In the galleries of the KABK, first-year Interactive/Media/Design (I/M/D) students are busy setting up their projects for their final exhibition, which takes place later that day. For the past year, the students have been working in groups of three with the Haagsche Schouw on the theme of Local-Global. The exhibition, which took place on 10 June, is the icing on the cake.

Students are busily walking back and forth and when I talk to one of them during the construction, I notice that this is not the right moment. One of the students, Zeynep Oral, is standing on a ladder and pasting letters on the wall . Together it makes the sentence 'Are your thoughts your own, or are they fabricated'. When she asks if the letter S hangs straight, I agree. Below the letters, TVs hang on which the project will be shown. Everything must be finished before the members of the Haagsche Schouw visit the exhibition. The Haagsche Schouw is a network organisation of top Dutch professionals from all sorts of sectors.

The project of Corina, Ekin and Zeynep, 'SOSIEX'. Photo: Emma Grimma

Questioning the obvious
The three first year I/M/D students Zeynep Oral, Ekin Asci and Corina Vettore Gimenez worked together with Pauline Meurs, professor of Governance of Health Care at Erasmus University and Kim Putters, professor of Policy and Management of Care, also at Erasmus University. In 'real life' they would not have met each other and that is what made this project so special.

"The students and me met few times. It was like different worlds spoke to each other. The students questioned the obvious which I liked. I noticed that, for the students, it was really about the project; we were just a side issue. I think I have learned as much as the students did from this project”, Pauline says. “I am looking forward to the outcome of the project, because I have no idea what that could be.”

‘High up’
That was exactly what made this project fun for the students as well. Corina: "At the end we are social beings, and we can learn so much from each other. The more diverse people you meet, the more you enrich yourself. It was interesting to mingle with the members of the Haagsche Schouw, to understand their personalities and observe their attitudes towards life in general. It was very pointed out towards the whole project how high their positions in society are, so it was interesting to understand who they are and why are they so 'high up'."

While the students hang the last letters in the galleries, the first members of the Haagsche Schouw trickle in. On the wall, the word SOSIEX, short for SOcial SImulation Experiment, is plastered in large letters. "We started our conversations with Kim and Pauline with some general questions. One of the questions was what is your biggest worry toward society? Kim said 'trust'. And that triggered our whole concept. We wanted to explore what is trust, how to build it, how to break it, how to fake it, how to manipulate it.”

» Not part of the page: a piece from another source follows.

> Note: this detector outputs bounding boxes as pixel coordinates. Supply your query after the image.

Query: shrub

KABK x Haagsche Schouw from Royal Academy of Art, The Hague on Vimeo.

Manipulated
"We had been talking a lot about how to disrupt an event so we could analyse how the public reacts and check who they trust", says Corina. "So Emilie for example was hoping for us to disrupt the exhibition event with the Haagsche Schouw members, which we would have loved to do." But the students created something else: a cello performance in which they, through choreographed elements in the audience - three sets of people getting intimate with each other - manipulated the outcome of the cello performance experience. "Since it was an experiment, we had no idea of the outcome. It was quite exciting to not know, so we were happy to let the project develop itself as it was its own living experiment."

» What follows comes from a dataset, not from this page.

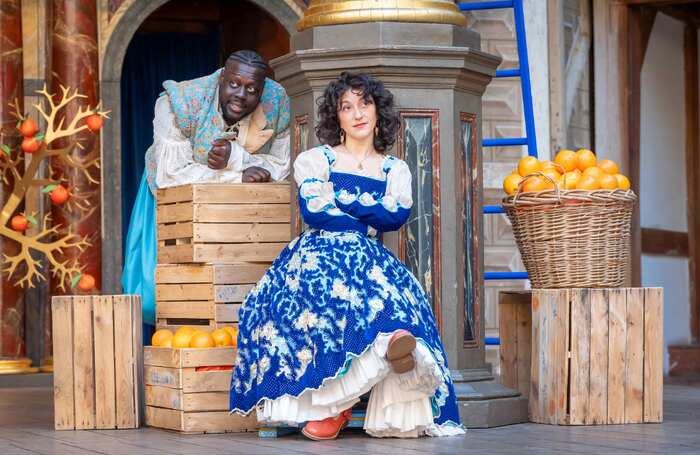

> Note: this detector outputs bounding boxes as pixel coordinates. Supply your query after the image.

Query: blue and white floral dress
[230,145,465,437]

During the exhibition, the students showed the video of the experiment with La Mer, the choreographed audience and the regular audience with their reactions, thoughts and experiences. “Pauline was very happy and proud of the project we had come up with, as well as the other members”, Corina says. “We are both very interested in playing with the trust of the audience, so we take this project as research for our further development as artists.”